In industry ethyl alcohol is widely used as a solvent for lacquers, varnishes, perfumes, and flavorings; as a medium for chemical reactions; and in recrystallizations.
In addition, it is an important raw material for synthesis; after we have learned more about the reactions of alcohols we can better appreciate the role played by the leading member of the family. For these industrial purposes ethyl alcohol is prepared both by hydration of ethylene and by fermentation of sugar from molasses (or sometimes starch); thus its ultimate source is petroleum, sugar cane, and various grains.
Ethyl alcohol is the alcohol of "alcoholic" beverages. For this purpose it is prepared by fermentation of sugar from a truly amazing variety of vegetable sources. The particular beverage obtained depends upon what is fermented (rye or corn, grapes or elderberries, cactus pulp or dandelions), how it is fermented (whether carbon dioxide is allowed to escape or is bottled up, for example), and what is done after fermentation (whether or not it is distilled). The special flavor of a beverage is not due to the ethyl alcohol but to other substances either characteristic of the particular source, or deliberately added.

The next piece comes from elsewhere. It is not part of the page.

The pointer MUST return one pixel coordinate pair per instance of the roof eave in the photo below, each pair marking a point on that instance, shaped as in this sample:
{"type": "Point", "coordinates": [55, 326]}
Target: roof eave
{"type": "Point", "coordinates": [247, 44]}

Medically, ethyl alcohol is classified as a hypnotic (sleep producer); it is less toxic than other alcohols. (Methanol, for example, is quite poisonous: drinking it, breathing it for prolonged periods, or allowing it to remain long on the skin can lead to blindness or death.)
Because of its unique position as both a highly taxed beverage and an important industrial chemical, ethyl alcohol poses a special problem: it must be made available to tfie chemical industry in a form that is unfit to drink. This problem is solved by addition of a denaturant, a substance that makes it unpalatable or even poisonous. Two of the eighty-odd legal denaturants, for example, are methanol and high-test gasoline. When necessary, pure undenatured ethyl alcohol is available for chemical purposes, but its use is strictly controlled by the Federal Government.

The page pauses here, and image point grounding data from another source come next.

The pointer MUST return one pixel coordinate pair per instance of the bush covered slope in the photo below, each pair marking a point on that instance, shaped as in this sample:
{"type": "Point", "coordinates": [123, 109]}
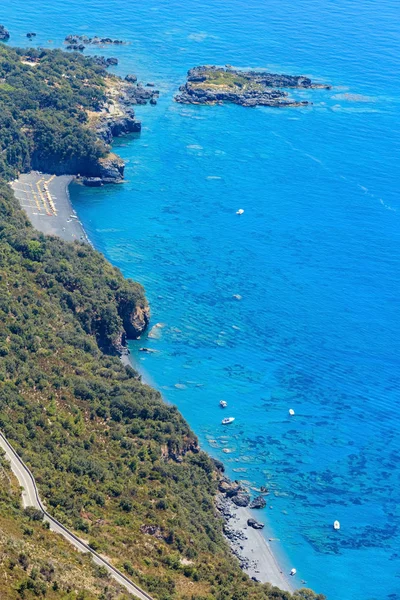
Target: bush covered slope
{"type": "Point", "coordinates": [35, 563]}
{"type": "Point", "coordinates": [112, 460]}
{"type": "Point", "coordinates": [44, 110]}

Except for alcoholic beverages, nearly all the ethyl alcohol used is a mixture of 95% alcohol and 5% water, known simply as 95% alcohol. What is so special about the concentration of 95%? Whatever the method of preparation, ethyl alcohol is obtained first mixed with water; this mixture is then concentrated by fractional distillation. But it happens that the component of lowest boiling point is not ethyl alcohol (b.p. 78.3) but a binary azeotrope containing 95% alcohol and 5% water (b.p. 78.15). As an azeotrope, it of course gives a vapor of the same composition, and hence cannot be further concentrated by distillation no matter how efficient the fractionating column used. Pure ethyl alcohol is known as absolute alcohol. Although more expensive than 95% alcohol, it is available for use when specifically required. It is obtained by taking advantage of the existence of another azeotrope, this time a ternary one of b.p. 64.9: 7.5% water, 18.5% ethyl alcohol, and 74% benzene. For certain special purposes even the slight trace of water found in commercial absolute alcohol must be removed. This can be accomplished by treatment of the alcohol with metallic magnesium; water is converted into insoluble Mg(OH)2 , from which the alcohol is then distilled.